Exadra37 · April 1, 2021, 4:32pm

If you tweak the default it uses to write to disk(2 seconds or 64kb), then you can make it safer, but at cost of increasing disk IO.

Sebb · April 1, 2021, 5:39pm

Yes, but that also depends on the memory you are writing to.
Its about risk management. What is the risk of losing data, how likely is a power failure.
If the data must not be lost, even SQLite may not be enough (I think).
Data is eg very safe on a microcontroller that can prevent writes/erases while power failure by brown-out-detection / Vdd monitoring.

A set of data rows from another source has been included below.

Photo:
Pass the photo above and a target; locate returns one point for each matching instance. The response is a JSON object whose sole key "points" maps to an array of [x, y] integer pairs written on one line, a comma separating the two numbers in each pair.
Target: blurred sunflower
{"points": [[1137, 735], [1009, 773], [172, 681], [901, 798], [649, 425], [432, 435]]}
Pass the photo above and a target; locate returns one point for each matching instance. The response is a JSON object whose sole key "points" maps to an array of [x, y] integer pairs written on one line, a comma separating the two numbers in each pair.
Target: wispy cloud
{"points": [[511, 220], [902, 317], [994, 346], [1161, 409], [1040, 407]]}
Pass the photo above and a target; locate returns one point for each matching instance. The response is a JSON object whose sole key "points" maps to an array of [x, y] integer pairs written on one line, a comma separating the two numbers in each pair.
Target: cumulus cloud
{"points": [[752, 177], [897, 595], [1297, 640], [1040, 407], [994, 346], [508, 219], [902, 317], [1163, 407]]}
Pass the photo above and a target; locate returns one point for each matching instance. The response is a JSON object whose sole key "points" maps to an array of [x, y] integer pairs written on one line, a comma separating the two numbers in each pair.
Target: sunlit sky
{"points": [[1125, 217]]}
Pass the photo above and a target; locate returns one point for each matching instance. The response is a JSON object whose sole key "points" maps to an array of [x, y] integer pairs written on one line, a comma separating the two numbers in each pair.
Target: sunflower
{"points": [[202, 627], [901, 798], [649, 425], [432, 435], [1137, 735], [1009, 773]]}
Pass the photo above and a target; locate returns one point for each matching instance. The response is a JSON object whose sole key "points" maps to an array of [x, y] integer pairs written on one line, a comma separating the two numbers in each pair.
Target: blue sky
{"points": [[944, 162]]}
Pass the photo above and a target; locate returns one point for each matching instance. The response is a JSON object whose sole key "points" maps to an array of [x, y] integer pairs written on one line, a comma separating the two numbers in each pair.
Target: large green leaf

Exadra37 · April 1, 2021, 5:45pm

But DETS is disk only. It writes directly to disk, or don’t?

Sebb · April 1, 2021, 5:51pm

Sure, I mean the type of disk. You can’t say, I only write one byte at a time, that’s so fast, surely nothing will happen - because you always have to write a whole page to the flash, that just takes its time. If you write smaller chunks more often at some point this will likely make things worse.

lud · April 1, 2021, 11:38pm

I have an app that monitors multiple Gitlab/Github projects and need to store some computed data about them. I tried to use SQLite but it was cumbersome. Now that there is an Ecto driver I may want to give it another go.

The problem is that, if I remember correctly, Ecto connection is configured project-wide. Our app is designed to have custom data tables for each monitored project. That means a different SQLite DB for each monitored project. On the other hand, performance requirements are very low and a single connection is enough for each DB, no pools needed (the current DB implementation is held by a GenServer anyway).

Would dynamic databases be possible with Ecto?

gregvaughn · April 2, 2021, 12:20am

Ecto connections are managed by a connection pool per Repo. You can have multiple Repos per app. Ecto has recently added the idea of dynamic repos, but I haven’t explored that.

webuhu · April 2, 2021, 7:19am

Haven’t tried, but it seem to be possible:
› Underjord | Ecto & Multi-tenancy - Dynamic Repos - Part 1 - Getting started

dimitarvp · April 2, 2021, 1:25pm

My upcoming library will hide that from you because it will do pooling on the Rust side – the pool size will be configurable either as a project-wide config or when opening the DB.

I’ve done extensive tests (although I am not sure they are very scientific just yet). Opening 50 separate sqlite3 databases each with 20 “connections” (as we know, they are not really connections but file descriptors) and the test program barely consumed a single digit MBs of RAM.

The main challenge for such scenarios would be environments with severely reduced file descriptor limit (part of all Linux installs and a good chunk of the container cloud hosting platforms) so one has to be very judicious in picking a pool size with sqlite3. I suggest you put a pool size equaling the average expected amount of parallel tasks that will read from your DB. But honestly, for most projects a size of 2-3 should be quite fine – sqlite3 is extremely fast so taking a “connection” from the pool even if all “connections” are busy should be a matter of just a few milliseconds.

(Sorry that I haven’t pinged you to help me with the library yet; I’ll be at a lot of doctors in the next 1-2 months so I am keeping quiet since I barely have any free time.)

It’s quite interesting and I’ve used it once – it works just fine (which is something I find myself automatically taking for granted in the Elixir libraries! ).

kevinlang · April 2, 2021, 2:45pm

For this talk of data resiliency, SQLite3 itself provides pretty great guarantees as mentioned. Of course, there is always the possibility of losing the entire host machine in some disaster, and thus the single-node aspect of SQLite3 can work against you. Of course, this applies equally to simple Postgres setups as well.

One library I am eagerly following GitHub - benbjohnson/litestream: Streaming S3 replication for SQLite., which can more or less tail the WAL into S3 or any other object storage, allowing one to recover nearly all data in the case of a total node failure, only losing a couple of seconds worth of data at most. This is much better than hourly or daily backups.

I haven’t played with it yet, but it seems like it is as simple as setting up a systemd service with the S3 storage config and the location of the local database file and it “just works”.